MADRID. Der Startschuss war eine Platzpatrone: Er erfolgte in Person von Fernando Giudicelli (32, Sporting Lissabon) bereits 1935 – nach nur einem Einsatz im königlichen Dress, wegen eines Streits mit Trainer Francisco “Paco” Bru, verabschiedete sich der Mittelfeldspieler schon wieder gen Frankreich. Von kaum längerer Dauer war 1959 das bittere Missverständis – Alfredo di Stéfanos Antipathie trug entscheidend dazu bei – mit Weltmeister-Stratege Didi (30, Botafogo RJ). Auch der Ausnahmekönner gilt wegen seiner Adaptionsschwierigkeiten als Flop, nur eine Saison hielt Didi (19 Spiele, sechs Tore) es in der spanischen Hauptstadt aus.

Barças Knipser zündet nicht – Sündenbock Rocha

Zu viele Weltklasse-Köche kümmerten sich in jenen glorreichen Tagen bereits um den königlichen Brei. Mit Canário (25, America RJ) folgte noch 1959 daher ein Außenstürmer, der “lediglich” eine qualitativ hochwertige Ergänzung darstellte und hin und wieder in der Startelf stand – wie auch im legendären Landesmeister-Endspiel 1960 gegen Eintracht Frankfurt (7:3). Den Sprung zum Star verpasste Canário.

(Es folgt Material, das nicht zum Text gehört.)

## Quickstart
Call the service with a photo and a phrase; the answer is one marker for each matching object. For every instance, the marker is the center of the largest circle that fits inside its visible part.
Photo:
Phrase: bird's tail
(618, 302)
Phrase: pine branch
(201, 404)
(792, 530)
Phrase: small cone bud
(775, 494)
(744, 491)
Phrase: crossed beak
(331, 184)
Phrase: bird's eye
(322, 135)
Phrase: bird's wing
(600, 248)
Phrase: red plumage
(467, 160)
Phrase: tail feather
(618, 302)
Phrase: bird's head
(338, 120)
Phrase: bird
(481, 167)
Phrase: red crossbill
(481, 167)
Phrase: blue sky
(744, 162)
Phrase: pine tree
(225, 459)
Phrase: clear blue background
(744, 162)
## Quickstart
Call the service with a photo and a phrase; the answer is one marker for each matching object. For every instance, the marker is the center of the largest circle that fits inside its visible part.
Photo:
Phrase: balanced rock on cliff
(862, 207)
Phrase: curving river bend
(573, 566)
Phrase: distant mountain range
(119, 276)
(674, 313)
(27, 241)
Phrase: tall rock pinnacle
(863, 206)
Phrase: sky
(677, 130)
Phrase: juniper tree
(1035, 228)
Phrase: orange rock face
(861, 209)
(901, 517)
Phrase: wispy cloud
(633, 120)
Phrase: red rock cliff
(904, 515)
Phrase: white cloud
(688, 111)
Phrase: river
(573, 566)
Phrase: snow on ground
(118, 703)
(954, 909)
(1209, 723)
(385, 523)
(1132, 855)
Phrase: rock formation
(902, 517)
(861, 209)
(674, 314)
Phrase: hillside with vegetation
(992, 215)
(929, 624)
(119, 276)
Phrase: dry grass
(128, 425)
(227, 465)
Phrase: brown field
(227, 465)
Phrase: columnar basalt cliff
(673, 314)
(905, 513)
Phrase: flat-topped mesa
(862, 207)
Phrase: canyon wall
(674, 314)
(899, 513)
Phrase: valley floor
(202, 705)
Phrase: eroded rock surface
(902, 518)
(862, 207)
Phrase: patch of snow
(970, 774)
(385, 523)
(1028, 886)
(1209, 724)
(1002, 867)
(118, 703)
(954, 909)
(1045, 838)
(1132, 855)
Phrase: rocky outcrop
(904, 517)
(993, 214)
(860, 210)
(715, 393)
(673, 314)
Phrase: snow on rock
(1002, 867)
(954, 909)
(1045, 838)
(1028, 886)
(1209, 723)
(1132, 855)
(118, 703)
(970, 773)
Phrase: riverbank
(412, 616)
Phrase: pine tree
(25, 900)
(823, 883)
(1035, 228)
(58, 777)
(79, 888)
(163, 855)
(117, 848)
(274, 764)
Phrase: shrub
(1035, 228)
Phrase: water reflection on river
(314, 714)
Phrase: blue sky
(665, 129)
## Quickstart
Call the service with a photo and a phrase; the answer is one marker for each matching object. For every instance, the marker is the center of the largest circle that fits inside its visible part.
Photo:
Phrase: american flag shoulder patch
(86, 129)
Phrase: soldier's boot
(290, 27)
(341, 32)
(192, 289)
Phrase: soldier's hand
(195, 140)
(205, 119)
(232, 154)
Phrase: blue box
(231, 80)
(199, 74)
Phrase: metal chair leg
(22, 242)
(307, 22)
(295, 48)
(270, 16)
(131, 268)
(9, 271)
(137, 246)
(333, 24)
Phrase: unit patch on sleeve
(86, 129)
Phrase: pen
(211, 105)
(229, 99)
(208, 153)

Als eine große königliche Ära sich 1962 dem Ende neigte, sollte ausgerechnet vom FC Barcelona auch Knipser Evaristo entgegenwirken. Er kam 29-jährig für knapp drei Spielzeiten, in denen er leider häufig verletzt war und seine tollen Statistiken nicht wiederholen konnte (19 Spiele, fünf Tore). Der nächste etablierte Name, der “scheiterte”.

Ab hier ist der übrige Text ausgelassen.